Some responses to the linked video:



That people are using this event to frame an argument about the police being racists is not arguing police brutality doesn't happen to white people. (In fact, these organizations have taken up the cause of white victims of police brutality as well). There is a difference is scale between how it happens to white people and people of color.

Further, even if this specific event is not racially motivated, it becomes a shorthand for the disproportionate amount of brutality that is leveled at people of color. Any particular case might not be racially motivated, but the trend that people of color are the victims of police violence far more often then white people exists.

A holistic approach to police brutality is fine, but if you look at it from a colorblind perspective, the differences in scale between ethnic groups is ignored. For example, in New York City, white people got stopped-and-frisked, but people of color were stopped and frisked at a much higher rate even though they had a much lower rate of being found with a gun, which was the stated purpose of the program. "Getting past" race would be great, but it's not on the people harmed, it's on the structures, organizations and people doing the harm.

Regarding privatizing the police: I can't imagine that working so well with police considering how its doing with prisons. Remember, you can forfeit your Constitutional rights to a private entity in a contract. For example YouTube/FaceBook is not beholden to the 1st Amendment. What would constrain private police to the Constitutional protections we enjoy now? We've had private police in history, see the abuses of the Pinkertons. Under our current system we the people have (notional) control over the government, and protections therefrom. We do not have protections against the depredations of corporations.

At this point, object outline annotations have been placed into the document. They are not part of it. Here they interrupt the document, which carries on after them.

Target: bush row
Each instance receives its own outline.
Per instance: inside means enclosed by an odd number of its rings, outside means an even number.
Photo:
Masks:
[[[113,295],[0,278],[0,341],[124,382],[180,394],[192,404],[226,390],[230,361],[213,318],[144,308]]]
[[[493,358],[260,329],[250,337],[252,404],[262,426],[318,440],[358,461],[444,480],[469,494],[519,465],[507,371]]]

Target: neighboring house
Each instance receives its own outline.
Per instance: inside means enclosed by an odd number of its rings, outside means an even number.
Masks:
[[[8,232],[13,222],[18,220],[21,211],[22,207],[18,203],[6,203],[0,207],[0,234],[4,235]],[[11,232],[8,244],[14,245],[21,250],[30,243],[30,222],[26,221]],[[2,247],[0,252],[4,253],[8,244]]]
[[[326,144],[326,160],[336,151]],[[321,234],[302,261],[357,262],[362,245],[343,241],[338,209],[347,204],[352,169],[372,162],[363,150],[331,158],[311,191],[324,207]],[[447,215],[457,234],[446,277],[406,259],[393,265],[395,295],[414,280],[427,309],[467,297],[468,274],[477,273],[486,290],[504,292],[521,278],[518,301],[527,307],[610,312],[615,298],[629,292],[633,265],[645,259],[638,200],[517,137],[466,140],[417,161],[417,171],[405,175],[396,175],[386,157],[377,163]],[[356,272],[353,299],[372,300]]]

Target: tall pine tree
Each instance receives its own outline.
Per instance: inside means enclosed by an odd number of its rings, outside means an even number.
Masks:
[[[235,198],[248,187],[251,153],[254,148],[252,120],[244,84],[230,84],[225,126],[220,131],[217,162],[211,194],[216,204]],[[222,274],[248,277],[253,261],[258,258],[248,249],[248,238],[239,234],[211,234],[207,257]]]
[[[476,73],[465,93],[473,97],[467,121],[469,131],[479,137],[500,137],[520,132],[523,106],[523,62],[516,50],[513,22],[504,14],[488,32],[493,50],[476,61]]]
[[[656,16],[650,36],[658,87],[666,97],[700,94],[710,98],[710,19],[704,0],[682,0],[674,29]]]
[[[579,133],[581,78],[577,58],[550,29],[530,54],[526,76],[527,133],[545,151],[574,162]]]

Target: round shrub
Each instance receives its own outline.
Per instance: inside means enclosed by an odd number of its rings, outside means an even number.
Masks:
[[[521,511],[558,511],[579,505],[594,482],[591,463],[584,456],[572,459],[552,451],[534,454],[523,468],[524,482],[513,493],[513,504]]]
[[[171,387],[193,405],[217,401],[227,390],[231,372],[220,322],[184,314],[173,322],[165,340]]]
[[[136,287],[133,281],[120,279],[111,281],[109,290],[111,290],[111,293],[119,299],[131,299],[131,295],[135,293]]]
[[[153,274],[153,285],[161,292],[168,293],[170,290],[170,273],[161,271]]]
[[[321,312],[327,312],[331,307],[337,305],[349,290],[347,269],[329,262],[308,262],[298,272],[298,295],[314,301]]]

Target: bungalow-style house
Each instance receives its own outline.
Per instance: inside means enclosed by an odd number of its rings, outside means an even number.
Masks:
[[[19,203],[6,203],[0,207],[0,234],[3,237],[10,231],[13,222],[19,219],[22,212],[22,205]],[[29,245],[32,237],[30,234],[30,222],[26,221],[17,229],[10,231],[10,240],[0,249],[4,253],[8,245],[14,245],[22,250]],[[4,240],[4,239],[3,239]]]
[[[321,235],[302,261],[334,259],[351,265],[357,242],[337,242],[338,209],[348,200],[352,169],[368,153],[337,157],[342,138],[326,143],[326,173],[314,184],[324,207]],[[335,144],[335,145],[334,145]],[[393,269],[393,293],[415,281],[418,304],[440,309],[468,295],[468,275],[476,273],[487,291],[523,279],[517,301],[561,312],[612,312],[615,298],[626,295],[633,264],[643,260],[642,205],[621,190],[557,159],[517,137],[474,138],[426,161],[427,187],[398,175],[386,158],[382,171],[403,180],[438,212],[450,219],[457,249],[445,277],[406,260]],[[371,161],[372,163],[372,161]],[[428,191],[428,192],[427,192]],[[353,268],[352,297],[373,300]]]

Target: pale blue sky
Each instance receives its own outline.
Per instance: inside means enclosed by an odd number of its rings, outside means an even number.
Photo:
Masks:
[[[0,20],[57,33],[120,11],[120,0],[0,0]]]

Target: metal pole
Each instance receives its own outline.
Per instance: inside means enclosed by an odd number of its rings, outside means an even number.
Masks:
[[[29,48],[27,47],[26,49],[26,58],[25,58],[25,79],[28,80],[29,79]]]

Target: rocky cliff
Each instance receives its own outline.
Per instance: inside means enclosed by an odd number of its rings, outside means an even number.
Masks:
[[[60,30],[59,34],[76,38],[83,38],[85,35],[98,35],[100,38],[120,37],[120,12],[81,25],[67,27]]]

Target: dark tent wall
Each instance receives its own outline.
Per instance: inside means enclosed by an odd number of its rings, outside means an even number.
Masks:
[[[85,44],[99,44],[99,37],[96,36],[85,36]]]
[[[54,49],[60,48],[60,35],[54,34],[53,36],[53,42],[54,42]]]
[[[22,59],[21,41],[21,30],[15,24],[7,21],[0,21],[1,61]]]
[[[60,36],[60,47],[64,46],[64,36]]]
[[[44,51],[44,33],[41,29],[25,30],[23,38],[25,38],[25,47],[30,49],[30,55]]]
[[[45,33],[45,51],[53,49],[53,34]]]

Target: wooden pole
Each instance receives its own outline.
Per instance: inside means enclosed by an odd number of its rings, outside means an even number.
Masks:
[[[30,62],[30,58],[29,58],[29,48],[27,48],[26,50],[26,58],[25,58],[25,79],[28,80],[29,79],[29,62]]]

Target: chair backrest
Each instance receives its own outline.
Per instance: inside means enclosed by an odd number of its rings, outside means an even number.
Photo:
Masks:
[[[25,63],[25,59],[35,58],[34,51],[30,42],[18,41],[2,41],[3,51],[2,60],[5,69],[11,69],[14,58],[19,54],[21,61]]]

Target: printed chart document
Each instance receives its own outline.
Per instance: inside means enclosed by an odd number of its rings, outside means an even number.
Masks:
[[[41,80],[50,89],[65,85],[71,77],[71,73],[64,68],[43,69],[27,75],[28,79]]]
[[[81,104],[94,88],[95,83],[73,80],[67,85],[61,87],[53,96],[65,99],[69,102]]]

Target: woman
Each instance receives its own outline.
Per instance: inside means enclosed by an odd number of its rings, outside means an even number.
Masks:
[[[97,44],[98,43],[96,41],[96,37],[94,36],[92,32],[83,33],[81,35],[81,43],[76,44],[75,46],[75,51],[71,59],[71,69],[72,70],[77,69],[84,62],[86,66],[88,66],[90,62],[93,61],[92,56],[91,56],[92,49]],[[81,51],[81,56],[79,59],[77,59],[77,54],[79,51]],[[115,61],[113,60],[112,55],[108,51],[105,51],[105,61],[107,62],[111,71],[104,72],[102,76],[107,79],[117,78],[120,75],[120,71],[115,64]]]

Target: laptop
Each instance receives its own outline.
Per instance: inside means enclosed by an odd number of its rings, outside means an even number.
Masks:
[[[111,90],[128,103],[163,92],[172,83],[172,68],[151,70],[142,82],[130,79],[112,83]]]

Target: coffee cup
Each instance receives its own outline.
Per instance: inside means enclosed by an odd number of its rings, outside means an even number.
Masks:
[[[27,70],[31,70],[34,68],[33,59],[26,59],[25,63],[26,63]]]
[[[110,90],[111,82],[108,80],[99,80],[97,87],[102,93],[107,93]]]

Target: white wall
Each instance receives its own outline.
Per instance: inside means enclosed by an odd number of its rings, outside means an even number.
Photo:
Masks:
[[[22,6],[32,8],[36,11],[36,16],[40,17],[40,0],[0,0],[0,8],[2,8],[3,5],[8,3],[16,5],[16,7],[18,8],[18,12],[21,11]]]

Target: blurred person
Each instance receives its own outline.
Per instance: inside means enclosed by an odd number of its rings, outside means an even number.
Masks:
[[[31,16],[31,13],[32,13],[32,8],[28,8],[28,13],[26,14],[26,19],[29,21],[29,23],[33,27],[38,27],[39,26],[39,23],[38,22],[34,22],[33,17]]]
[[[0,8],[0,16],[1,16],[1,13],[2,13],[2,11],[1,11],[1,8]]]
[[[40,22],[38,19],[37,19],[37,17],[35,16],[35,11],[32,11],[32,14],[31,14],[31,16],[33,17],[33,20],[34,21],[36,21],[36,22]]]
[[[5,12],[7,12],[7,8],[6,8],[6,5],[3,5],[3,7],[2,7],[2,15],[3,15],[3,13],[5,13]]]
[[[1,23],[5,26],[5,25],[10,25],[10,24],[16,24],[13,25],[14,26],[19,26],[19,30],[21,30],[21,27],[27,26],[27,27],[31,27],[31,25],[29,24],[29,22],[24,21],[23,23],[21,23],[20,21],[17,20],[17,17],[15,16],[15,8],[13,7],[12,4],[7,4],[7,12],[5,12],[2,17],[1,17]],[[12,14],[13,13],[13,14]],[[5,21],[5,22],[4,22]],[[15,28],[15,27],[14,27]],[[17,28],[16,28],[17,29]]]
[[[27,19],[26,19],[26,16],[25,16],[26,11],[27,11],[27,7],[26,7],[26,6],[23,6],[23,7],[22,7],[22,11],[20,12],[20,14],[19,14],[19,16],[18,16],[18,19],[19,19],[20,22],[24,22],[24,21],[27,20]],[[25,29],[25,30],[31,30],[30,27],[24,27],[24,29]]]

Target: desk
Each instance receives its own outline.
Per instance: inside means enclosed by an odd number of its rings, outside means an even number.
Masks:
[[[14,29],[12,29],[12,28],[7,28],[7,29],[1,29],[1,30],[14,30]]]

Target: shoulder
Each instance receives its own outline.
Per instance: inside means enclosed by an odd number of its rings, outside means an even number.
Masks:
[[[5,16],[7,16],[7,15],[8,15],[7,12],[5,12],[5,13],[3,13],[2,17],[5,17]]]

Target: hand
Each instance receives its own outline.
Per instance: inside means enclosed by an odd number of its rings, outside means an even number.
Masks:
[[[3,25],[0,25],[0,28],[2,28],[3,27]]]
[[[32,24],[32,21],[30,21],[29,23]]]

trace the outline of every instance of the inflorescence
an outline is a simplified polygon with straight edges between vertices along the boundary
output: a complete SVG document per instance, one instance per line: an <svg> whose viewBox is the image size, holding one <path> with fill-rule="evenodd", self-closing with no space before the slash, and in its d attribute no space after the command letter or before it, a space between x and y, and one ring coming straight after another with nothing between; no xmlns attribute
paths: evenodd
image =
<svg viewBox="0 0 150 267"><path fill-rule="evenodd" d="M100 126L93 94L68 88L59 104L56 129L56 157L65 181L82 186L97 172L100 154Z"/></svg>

I don't think the market gives us the responsiveness that the speaker does. Consider "Right job at the right price," So you get top level courteous policing for the neighborhoods with large tax bases, and bargain basement "Screw your rights" policing for communities without the tax base? Considering that poverty is correlated with race, such a program would make these matters much worse. That budget operator can say "Well, your community can't afford a company that doesn't shoot first, what are you going to do?"

We have more power over governmental police because we have power of their their leadership, their budget and the laws that govern their behavior. Adding a layer of abstraction where the people control the government and the government contracts the police would make the police less accountable to the people. A solution is to grant more direct control of the police to the people. Create police review boards, have the policies and leadership of the police accountable to the people. Remove qualified immunity, And change the priority from cops coming home safely at the expense of the people, to the people being protected by the police, even the suspects.

Yes changing the law is important. And that is a part of the argument to defund or abolish the police. About the drug war, John Ehrlichman is on record saying the Drug war was started to harass black people and anti-war activists. Again, racism is at the root of these issues. We agree, that the over-policing is a big part of of the problem. Defunding the police in favor of programs to help people with problems, or abolishing the police to build something better in its place, these are ways to get to a more equitable world with less oppression.